The basis of the action is that, at the time defendant was elected, commissioned, and sworn, he held and was discharging the duties of the office of postmaster at Gallion, of said parish, under an appointment by the Postmaster General of the United States, that defendant had immediately after taking oath of office entered *505into the discharge of the duties of member of the school board, while retaining the office of postmaster and discharging the duties of that office, and that since that time defendant has held and discharged the duties of both offices. And the questions presented are whether or not the offices are incompatible within the meaning of section 4, article 19, of the present Constitution; and, if so, whether the said office of member of the school board was vacant when relator was appointed and commissioned to said office.
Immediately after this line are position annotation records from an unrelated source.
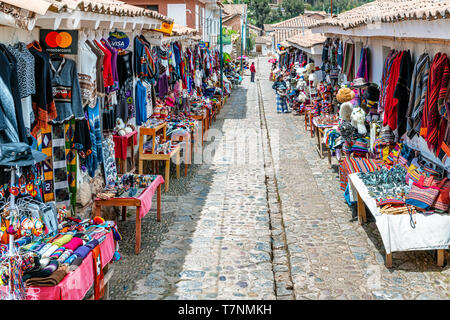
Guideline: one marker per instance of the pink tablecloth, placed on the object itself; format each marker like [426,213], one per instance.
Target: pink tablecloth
[121,144]
[147,195]
[77,283]
[178,134]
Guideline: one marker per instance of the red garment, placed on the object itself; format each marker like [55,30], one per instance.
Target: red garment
[433,127]
[107,66]
[390,107]
[121,144]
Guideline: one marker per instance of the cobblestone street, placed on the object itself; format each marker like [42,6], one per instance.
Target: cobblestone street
[264,218]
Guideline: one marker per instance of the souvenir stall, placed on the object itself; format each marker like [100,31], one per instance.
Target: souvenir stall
[188,99]
[67,88]
[393,122]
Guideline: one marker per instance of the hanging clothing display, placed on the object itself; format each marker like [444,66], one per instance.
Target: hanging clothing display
[438,80]
[66,89]
[418,92]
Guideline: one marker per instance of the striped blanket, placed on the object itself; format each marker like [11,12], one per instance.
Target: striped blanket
[353,165]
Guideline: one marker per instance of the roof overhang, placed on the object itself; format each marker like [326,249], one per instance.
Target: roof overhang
[426,29]
[78,19]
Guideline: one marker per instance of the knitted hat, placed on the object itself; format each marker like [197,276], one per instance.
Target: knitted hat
[359,82]
[372,92]
[345,94]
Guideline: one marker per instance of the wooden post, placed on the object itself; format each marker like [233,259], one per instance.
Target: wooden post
[329,156]
[138,230]
[361,210]
[158,203]
[389,260]
[440,257]
[178,164]
[124,213]
[167,176]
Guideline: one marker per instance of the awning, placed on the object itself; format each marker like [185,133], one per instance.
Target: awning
[37,6]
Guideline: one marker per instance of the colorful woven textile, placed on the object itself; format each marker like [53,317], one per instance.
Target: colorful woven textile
[45,145]
[438,80]
[59,166]
[71,161]
[353,165]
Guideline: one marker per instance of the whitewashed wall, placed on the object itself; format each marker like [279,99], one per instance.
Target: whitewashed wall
[379,48]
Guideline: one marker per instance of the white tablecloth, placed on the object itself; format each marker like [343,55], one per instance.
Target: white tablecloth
[432,231]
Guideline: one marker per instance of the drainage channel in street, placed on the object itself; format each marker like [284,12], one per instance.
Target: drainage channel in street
[280,254]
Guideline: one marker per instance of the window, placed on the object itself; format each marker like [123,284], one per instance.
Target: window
[153,7]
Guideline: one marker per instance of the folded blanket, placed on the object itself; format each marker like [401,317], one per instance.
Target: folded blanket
[45,272]
[49,281]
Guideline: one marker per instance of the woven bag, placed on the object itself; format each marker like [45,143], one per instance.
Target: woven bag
[421,196]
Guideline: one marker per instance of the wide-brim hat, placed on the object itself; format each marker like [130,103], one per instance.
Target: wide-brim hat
[359,83]
[345,94]
[372,92]
[19,154]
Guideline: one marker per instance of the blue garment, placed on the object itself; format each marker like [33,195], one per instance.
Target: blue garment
[95,133]
[140,66]
[7,106]
[340,55]
[141,103]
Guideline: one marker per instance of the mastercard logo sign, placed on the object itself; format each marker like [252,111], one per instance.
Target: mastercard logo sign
[56,39]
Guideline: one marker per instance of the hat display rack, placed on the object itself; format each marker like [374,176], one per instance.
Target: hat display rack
[12,258]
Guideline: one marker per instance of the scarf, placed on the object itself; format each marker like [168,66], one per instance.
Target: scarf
[390,108]
[402,91]
[437,90]
[418,92]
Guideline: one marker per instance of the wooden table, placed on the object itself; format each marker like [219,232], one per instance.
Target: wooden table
[187,140]
[309,121]
[319,131]
[175,152]
[204,120]
[129,202]
[122,168]
[151,156]
[364,199]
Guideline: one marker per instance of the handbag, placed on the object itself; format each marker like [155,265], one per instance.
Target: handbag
[413,174]
[442,202]
[421,196]
[394,154]
[406,155]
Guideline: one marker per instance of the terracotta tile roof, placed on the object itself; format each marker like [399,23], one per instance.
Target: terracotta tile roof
[264,39]
[110,7]
[179,30]
[307,40]
[296,22]
[36,6]
[389,11]
[268,27]
[291,27]
[231,9]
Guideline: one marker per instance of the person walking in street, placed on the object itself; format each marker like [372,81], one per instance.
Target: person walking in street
[280,88]
[252,72]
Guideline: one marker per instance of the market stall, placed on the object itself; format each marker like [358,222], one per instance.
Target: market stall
[78,81]
[380,104]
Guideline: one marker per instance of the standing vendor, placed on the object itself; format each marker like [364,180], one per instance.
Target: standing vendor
[280,88]
[252,72]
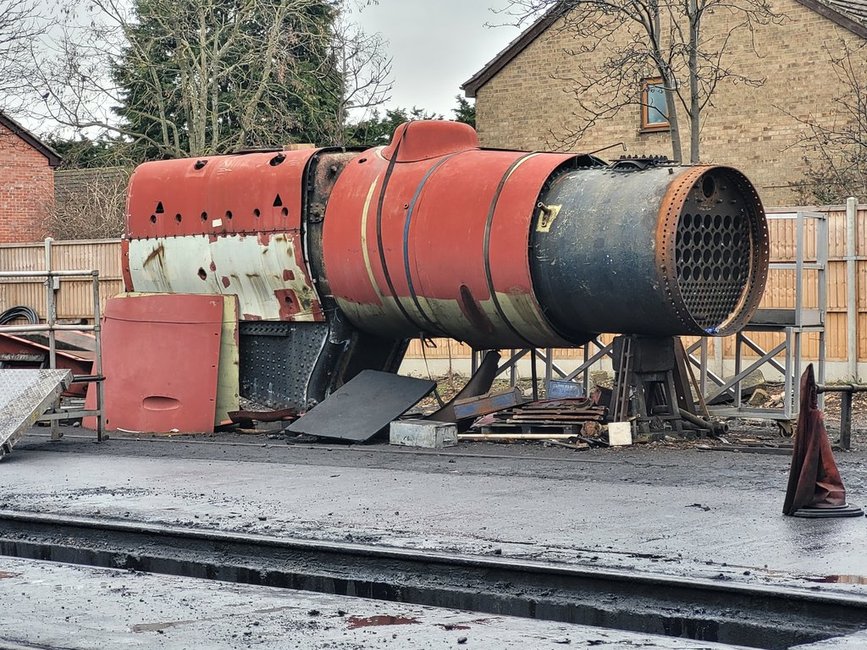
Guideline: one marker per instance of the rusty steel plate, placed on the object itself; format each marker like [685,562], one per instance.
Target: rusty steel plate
[25,394]
[363,406]
[161,356]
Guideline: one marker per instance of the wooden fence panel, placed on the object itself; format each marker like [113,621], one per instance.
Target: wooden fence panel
[75,299]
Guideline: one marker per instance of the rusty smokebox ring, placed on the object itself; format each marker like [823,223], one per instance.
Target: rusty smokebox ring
[712,249]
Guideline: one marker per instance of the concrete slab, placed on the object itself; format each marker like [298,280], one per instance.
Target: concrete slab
[25,394]
[64,606]
[681,513]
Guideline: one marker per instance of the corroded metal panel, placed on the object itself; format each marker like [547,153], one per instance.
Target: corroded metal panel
[24,396]
[266,272]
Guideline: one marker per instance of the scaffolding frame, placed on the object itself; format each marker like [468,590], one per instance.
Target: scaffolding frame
[793,323]
[52,282]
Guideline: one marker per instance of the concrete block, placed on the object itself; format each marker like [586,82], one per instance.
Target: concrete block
[619,434]
[423,433]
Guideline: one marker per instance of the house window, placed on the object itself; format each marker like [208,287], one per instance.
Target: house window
[654,111]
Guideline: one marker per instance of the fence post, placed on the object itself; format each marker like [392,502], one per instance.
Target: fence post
[852,287]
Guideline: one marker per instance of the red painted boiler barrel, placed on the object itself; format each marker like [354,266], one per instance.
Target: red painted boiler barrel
[506,249]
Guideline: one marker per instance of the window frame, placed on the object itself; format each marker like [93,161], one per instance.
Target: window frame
[646,125]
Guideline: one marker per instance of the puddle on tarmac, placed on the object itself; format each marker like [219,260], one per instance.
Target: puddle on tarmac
[840,579]
[354,622]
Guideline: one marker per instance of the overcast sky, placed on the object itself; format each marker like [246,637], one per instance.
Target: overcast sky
[436,45]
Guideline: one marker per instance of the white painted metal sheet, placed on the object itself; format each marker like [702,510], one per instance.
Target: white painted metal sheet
[265,272]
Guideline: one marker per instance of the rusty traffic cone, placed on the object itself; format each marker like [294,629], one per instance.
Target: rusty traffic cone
[815,487]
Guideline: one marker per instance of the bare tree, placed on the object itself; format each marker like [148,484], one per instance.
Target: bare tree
[197,77]
[619,43]
[834,145]
[19,25]
[89,203]
[365,69]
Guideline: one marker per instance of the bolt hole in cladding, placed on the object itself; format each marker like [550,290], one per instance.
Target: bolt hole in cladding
[434,235]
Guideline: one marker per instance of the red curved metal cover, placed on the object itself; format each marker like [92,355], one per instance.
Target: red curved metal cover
[439,244]
[228,225]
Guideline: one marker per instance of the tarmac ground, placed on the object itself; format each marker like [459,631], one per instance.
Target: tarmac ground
[684,512]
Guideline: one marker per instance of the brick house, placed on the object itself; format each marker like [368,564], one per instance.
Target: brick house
[521,101]
[26,183]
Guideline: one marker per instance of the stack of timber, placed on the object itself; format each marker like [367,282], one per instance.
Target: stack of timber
[546,419]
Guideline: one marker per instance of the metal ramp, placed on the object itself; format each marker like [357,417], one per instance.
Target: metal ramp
[24,396]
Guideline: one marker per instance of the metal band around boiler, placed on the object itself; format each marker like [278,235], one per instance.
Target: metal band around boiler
[487,244]
[409,214]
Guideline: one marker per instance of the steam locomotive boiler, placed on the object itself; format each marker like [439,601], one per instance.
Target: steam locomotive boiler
[338,258]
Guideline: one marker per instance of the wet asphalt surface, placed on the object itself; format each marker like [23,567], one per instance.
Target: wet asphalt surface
[656,509]
[649,508]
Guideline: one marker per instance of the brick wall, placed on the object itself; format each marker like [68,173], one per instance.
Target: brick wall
[26,190]
[752,128]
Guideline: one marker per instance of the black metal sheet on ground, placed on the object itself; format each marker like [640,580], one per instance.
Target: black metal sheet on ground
[363,406]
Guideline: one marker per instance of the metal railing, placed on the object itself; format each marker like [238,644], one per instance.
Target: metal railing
[52,281]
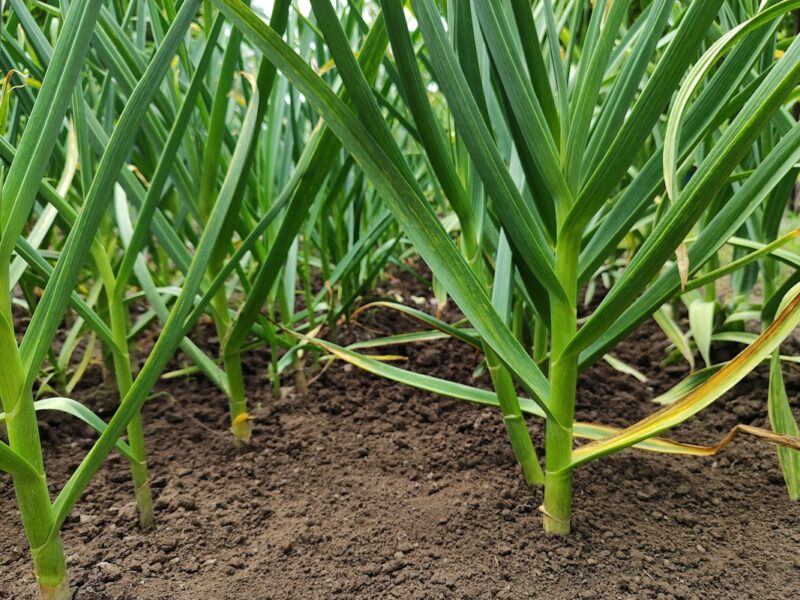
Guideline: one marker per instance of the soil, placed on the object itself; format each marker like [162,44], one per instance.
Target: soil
[364,488]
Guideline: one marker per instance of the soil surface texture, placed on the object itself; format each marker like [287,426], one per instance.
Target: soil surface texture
[363,488]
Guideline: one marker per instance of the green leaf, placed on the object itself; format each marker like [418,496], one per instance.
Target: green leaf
[783,422]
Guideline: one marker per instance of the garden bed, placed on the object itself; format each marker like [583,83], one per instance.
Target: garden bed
[364,488]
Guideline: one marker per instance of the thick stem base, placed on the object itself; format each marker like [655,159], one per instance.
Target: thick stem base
[557,507]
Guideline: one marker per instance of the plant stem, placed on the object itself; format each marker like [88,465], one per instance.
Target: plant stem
[514,421]
[237,401]
[124,376]
[33,497]
[563,385]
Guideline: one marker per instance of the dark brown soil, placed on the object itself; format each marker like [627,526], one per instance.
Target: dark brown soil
[363,488]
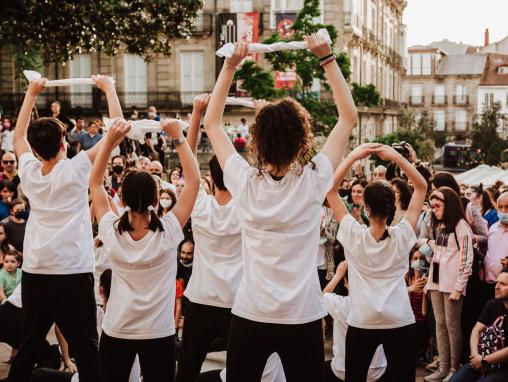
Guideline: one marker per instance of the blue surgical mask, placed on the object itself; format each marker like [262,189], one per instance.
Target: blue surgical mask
[503,217]
[418,264]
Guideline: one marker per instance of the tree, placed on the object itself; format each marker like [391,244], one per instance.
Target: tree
[323,111]
[56,30]
[484,135]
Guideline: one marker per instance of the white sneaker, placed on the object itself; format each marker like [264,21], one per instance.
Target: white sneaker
[438,376]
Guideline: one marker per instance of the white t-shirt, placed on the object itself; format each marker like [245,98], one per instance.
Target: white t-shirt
[280,238]
[376,272]
[274,371]
[217,266]
[142,298]
[58,237]
[338,307]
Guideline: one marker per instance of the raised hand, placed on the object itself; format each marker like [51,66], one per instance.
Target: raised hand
[104,83]
[201,102]
[36,86]
[318,45]
[172,128]
[241,50]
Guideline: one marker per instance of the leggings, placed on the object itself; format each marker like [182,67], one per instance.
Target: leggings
[250,343]
[448,329]
[156,358]
[400,349]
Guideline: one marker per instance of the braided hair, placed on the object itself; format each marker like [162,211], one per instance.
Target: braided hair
[380,199]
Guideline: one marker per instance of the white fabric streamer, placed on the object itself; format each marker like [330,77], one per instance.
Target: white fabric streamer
[240,102]
[142,127]
[33,75]
[228,49]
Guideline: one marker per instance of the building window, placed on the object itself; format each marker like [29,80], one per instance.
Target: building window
[135,78]
[439,119]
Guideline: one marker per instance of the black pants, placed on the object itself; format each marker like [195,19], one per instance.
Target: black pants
[68,301]
[156,358]
[203,324]
[400,349]
[250,343]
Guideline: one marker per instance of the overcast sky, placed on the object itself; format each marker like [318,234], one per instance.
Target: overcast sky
[457,20]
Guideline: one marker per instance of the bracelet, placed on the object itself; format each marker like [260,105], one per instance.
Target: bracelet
[325,57]
[328,60]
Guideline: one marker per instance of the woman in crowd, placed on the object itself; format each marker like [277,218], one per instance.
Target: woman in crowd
[377,265]
[448,275]
[278,304]
[142,254]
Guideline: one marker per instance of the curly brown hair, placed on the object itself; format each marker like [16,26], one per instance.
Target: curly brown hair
[282,135]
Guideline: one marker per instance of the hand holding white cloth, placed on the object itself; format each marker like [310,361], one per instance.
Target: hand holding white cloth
[142,127]
[228,49]
[33,75]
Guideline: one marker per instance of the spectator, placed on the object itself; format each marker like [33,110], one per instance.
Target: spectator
[56,113]
[449,273]
[7,136]
[379,173]
[73,137]
[10,172]
[16,225]
[498,243]
[89,139]
[487,364]
[10,275]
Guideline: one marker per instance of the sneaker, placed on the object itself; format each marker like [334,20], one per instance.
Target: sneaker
[449,376]
[434,365]
[437,376]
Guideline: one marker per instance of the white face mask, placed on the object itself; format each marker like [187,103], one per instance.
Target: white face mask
[165,203]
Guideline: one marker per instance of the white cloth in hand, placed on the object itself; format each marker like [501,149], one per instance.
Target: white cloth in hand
[228,49]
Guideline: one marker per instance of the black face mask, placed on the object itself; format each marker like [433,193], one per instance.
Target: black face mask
[118,169]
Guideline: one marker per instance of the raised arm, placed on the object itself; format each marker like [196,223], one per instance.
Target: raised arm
[21,144]
[185,203]
[107,85]
[388,153]
[334,200]
[337,140]
[200,104]
[100,200]
[221,143]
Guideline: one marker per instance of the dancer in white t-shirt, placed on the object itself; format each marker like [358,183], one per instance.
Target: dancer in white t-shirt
[377,264]
[278,306]
[142,254]
[58,249]
[217,266]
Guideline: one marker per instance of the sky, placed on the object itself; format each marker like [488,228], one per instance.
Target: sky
[457,20]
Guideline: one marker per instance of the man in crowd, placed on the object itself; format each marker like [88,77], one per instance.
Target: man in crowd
[497,244]
[73,137]
[89,139]
[494,366]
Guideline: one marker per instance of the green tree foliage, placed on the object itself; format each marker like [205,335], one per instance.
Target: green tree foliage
[485,137]
[56,30]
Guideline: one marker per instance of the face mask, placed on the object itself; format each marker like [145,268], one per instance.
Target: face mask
[418,264]
[165,203]
[118,169]
[503,217]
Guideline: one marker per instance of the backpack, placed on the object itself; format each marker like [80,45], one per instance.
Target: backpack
[492,339]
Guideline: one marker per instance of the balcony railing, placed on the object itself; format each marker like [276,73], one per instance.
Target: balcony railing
[90,103]
[461,100]
[416,100]
[439,100]
[460,126]
[203,24]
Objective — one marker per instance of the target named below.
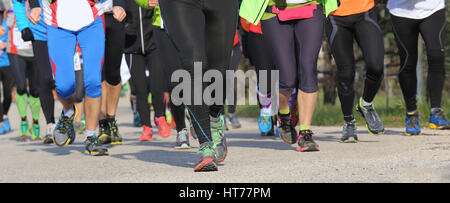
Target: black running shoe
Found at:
(287, 131)
(94, 148)
(373, 122)
(64, 132)
(349, 133)
(104, 132)
(306, 142)
(116, 139)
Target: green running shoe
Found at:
(64, 132)
(94, 148)
(36, 133)
(206, 158)
(218, 136)
(104, 132)
(116, 139)
(373, 122)
(23, 131)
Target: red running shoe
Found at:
(163, 127)
(147, 134)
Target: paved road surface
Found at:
(386, 158)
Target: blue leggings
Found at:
(62, 46)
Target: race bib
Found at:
(18, 41)
(77, 61)
(74, 14)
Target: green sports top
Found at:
(267, 16)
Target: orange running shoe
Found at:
(147, 134)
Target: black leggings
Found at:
(114, 36)
(260, 58)
(341, 31)
(7, 81)
(46, 82)
(171, 61)
(234, 65)
(203, 31)
(24, 68)
(146, 75)
(406, 33)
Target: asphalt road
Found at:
(251, 158)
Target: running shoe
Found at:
(293, 105)
(48, 137)
(265, 125)
(116, 139)
(373, 122)
(412, 124)
(137, 122)
(2, 128)
(438, 120)
(147, 134)
(306, 142)
(79, 127)
(6, 125)
(234, 120)
(206, 158)
(94, 148)
(23, 131)
(349, 133)
(192, 132)
(64, 132)
(36, 133)
(218, 136)
(287, 131)
(104, 132)
(163, 127)
(182, 140)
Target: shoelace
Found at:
(441, 116)
(63, 126)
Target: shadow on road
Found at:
(173, 158)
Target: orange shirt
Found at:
(351, 7)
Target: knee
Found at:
(93, 88)
(65, 90)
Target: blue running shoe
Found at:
(2, 128)
(265, 124)
(137, 120)
(6, 125)
(438, 120)
(412, 124)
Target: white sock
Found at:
(364, 103)
(69, 112)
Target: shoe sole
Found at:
(413, 134)
(87, 153)
(61, 145)
(206, 165)
(349, 141)
(372, 132)
(436, 127)
(183, 147)
(308, 149)
(104, 139)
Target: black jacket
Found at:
(138, 29)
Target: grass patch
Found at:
(331, 115)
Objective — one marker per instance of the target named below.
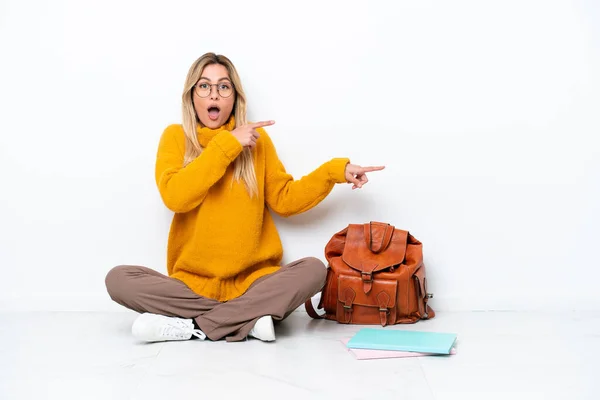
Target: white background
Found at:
(485, 114)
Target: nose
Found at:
(214, 92)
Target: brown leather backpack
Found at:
(376, 275)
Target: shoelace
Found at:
(180, 330)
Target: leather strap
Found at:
(349, 296)
(383, 299)
(310, 310)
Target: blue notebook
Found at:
(389, 339)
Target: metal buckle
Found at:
(369, 276)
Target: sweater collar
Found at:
(205, 135)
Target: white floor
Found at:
(500, 356)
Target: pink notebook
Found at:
(361, 354)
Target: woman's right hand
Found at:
(247, 134)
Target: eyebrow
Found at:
(222, 79)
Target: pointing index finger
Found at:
(371, 169)
(262, 124)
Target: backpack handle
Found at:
(386, 238)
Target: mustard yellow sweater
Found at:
(221, 240)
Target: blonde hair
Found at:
(243, 164)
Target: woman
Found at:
(218, 173)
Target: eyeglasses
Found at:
(204, 89)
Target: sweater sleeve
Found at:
(287, 196)
(183, 188)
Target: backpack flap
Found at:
(378, 307)
(373, 247)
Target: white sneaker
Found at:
(158, 328)
(263, 329)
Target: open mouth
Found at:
(213, 112)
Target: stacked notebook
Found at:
(369, 343)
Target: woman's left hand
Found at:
(357, 175)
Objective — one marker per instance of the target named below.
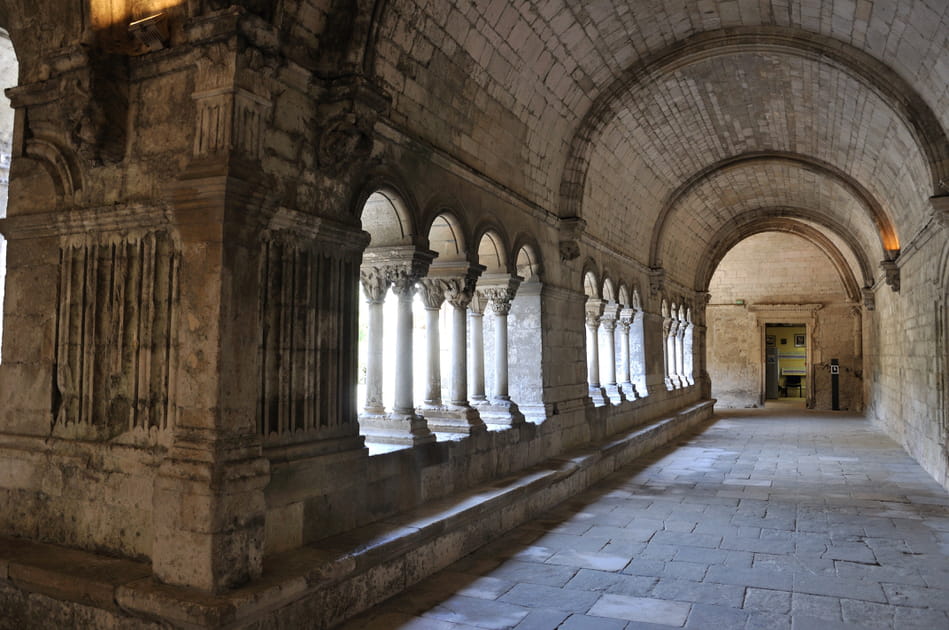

Defendant filed exceptions of no right or cause of action, an answer, and a plea in abatement. The exceptions, and plea were overruled, and, on trial, judgment was rendered in favor of relator, as demanded, from which judgment defendant appeals.

It is conceded that the relator was appointed under the provisions of Act No. 100 of 1922, sec. 17, which provides that “all vacancies in the membership of parish school boards caused by death, resignation, or otherwise, shall be filled by appointment by the Governor”; and passing, for the present, the issue raised by the plea in abatement, it is conceded that the questions presented involve the construction of section 4, article 19, ofi the Constitution, which reads as follows;

“No member of Congress, nor person holding or exercising any office of trust or profit under the United States, or any State, or under any foreign power shall be eligible as a member of the Legislature, or hold or exercise any office of trust or profit under the State; nor shall any person hold or exercise, at the same time, more than one office of profit except that of Justice of the Peace or Notary Public. Provided, this section shall not apply to Officers in the Reserve of the United States Army, Navy, Marines, and National Guard.”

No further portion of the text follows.